Things have a way of sneaking up on you in the NFL. Everything is cyclical – a league of nonstop ups and downs the result of a salary cap and draft and scheduling process that prizes parity over all – and it doesn't take long before coaches and general managers are forced to juggle their rosters and alter their course.

Seems not that long ago when the Seattle Seahawks were seeking ways to extend their reign atop the NFC West as perennial Super Bowl contenders, trading for Jimmy Graham and extending players like Earl Thomas, Michael Bennett, Kam Chancellor, Bobby Wagner and Doug Baldwin and, most importantly, striking a record deal at the time to usher Russell Wilson off his rookie contract and into the pantheon of the game's higher-paid players.

Alas, much has changed since then, with Bennett traded away and Thomas available via trade (albeit at a steep price) and Chancellor and Cliff Avril likely headed to injury-related retirement and Richard Sherman released and Graham, Sheldon Richardson and Paul Richardson all departed as free agents. The Seahawks – bold, brash and defensively dominant as we long knew them – are no more, and no franchise in the league is grappling with quite this much seismic change over the past few weeks (although I'd point out the Patriots, the NFL's lone team seemingly immune to the perils of parity, are in a similar predicament naturally born of winning, aging and difficulties tied to keeping a roster together).

Suddenly, the Seahawks are retooling and re-assessing their asset allocation and, somehow, Wilson is quietly in line for a new contract sooner rather than later amid all of this transition and change. Yes, believe it or not, he is in a very similar position as Aaron Rodgers and Matt Ryan – with just two years left on a contract that no longer reflects the NFL where Mike Glennon and Brock Osweiler got $19M for a year to pretend to be starting quarterbacks, and where Case Keenum gets $36M for two years and Kirk Cousins gets $84M fully guaranteed for three years.

Somehow, in the span of just a few short years, Wilson's record four-year deal at the time is now a quaint throwback, a relic to a bygone time when the perennial Pro Bowler went from being the biggest bargain in the league and barely a millionaire to securing a legit quarterback contract. Yes, it's been without the national fanfare that is accompanying all of the hand-wringing and speculation about what Rodgers and Ryan will end up getting on their extensions, and it hasn't been a topic of open discussion like it has with Rodgers and Ryan, but Wilson is very much in the same position.
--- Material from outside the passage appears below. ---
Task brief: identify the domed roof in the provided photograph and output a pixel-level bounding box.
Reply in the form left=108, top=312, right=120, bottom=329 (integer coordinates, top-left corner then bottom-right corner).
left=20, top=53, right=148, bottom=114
Ryan has one year remaining on his deal, set to make $19.25M in 2018, and the Falcons have been talking about his next contract as a fait accompli of sorts – certainly their top offseason priority – as one would expect. Rodgers has two years left on his contract – at $20.6M this season and $21.1M in 2019 – and it would be a surprise to many executives around the league if Rodgers doesn't get a multi-year extension before Week 1, given the rate of escalation of quarterback contracts and Rodgers' standing as the best in the world when healthy (certainly the best quarterback in the NFL under age 40, with Tom Brady the ultimate outlier).

So what does that mean for Wilson and the Seahawks?

Well, there has been decidedly less chatter about any deal for Wilson. In fact, I'm told the topic has not been discussed between the sides. Neither has made it a priority or a point to begin the dialogue with the other and there are no signs of any momentum toward that outcome. It hasn't been broached and there's no reason to anticipate it comes up anytime soon. That could obviously change within the next six to 18 months, but from afar this still seems like some sort of feeling-out process is going on, that maybe both parties are still sizing each other up, perhaps, and trying to determine what the future holds.

Certainly, Wilson has to be doing some internal calculus about the state of the roster around him, about watching Sherman walk after suffering a significant injury and doing nothing but win to this point in his pro career. Given how often he is running for his life on Sundays, and given his stated desire to play football for as long as Brady has, could Wilson now be contemplating his football mortality with the offensive line still a significant concern? It would only be human. The addition of DJ Fluker offers some help for a unit in significant need of it, but will the Seahawks seek to extend veteran left tackle Duane Brown and will their recent draft picks develop into stable linemen?

As it stands today, after the first wave of free agency that eliminated most of the few impact players available in this tepid unrestricted class of players, the Seahawks would have Nick Vannett and Ed Dickson as their top tight ends, they would deploy Tyler Lockett and Marcus Johnson (acquired in the Bennett trade) to compliment Baldwin at receiver (free agent Terrelle Pryor remains on their radar), and would be hoping that Chris Carson, C.J. Prosise, Thomas Rawls or other holdovers could be healthy and productive at running back. That's not an overwhelming supporting cast, to say the least.

I'm not sure this is what Pete Carroll had in mind when he spoke of challenging Wilson more this year in the aftermath of an overhaul of the coaching staff and some scheme on offense, but no doubt this current group of Seahawks would require Wilson to be even more transformational than usual if they are to contend as they have for the past half-dozen years. Of course, wasting millions on mediocre players – which will be the endgame of this 2018 free-agent splurge for many teams – and overpaying marginal receivers probably isn't the best way to try to solve these rosters issues, either, but that's the predicament.

Again, we are still a half year from playing games that count, so there is no need to panic. And it's only natural that a team with this much success has to take a step or two back in order to get back on top. And Seattle GM John Schneider is one of the more proactive, free-thinking, bold executives in the game, willing to fully explore the trade market. He can still reshape this roster, particularly if Thomas is dealt before the draft, but it also stands to reason that the 2018 Seahawks will not be overloaded with blue-chip skill players on offense, and questions remain about their ability to protect the quarterback.

In the next year we'll learn a lot more about the direction of this team, how quickly they can get back on track, how heathy Wilson emerges from the 2018 season, how confident he can be in the group of men entrusted to block for him. Will the Seahawks be talking about a five-year deal worth $30M a year for Wilson come this time a year from now? If not, will there be trade rumblings? (Given the supply/demand problems in the quarterback market, a hypothetical Wilson trade would have to be the blockbuster to end all blockbusters, right?) Is Carroll, the oldest coach in the NFC, inching closer to retirement by then if this team is outside the playoffs again?

Personally, I have a hard time seeing a generational talent at quarterback like this leaving the team that originally drafted him in his prime, and Schneider has displayed the ability in the past to kickstart a rebuild with a single draft. I wouldn't bet on him being down for long, but with the draft just over a month away and spring finally upon us, the Seahawks can't be considered among the handful of Lombardi favorites for the first time in a long time, and much work remains to be done to return to the lofty perch their fans have come to expect during the Carroll/Schneider era.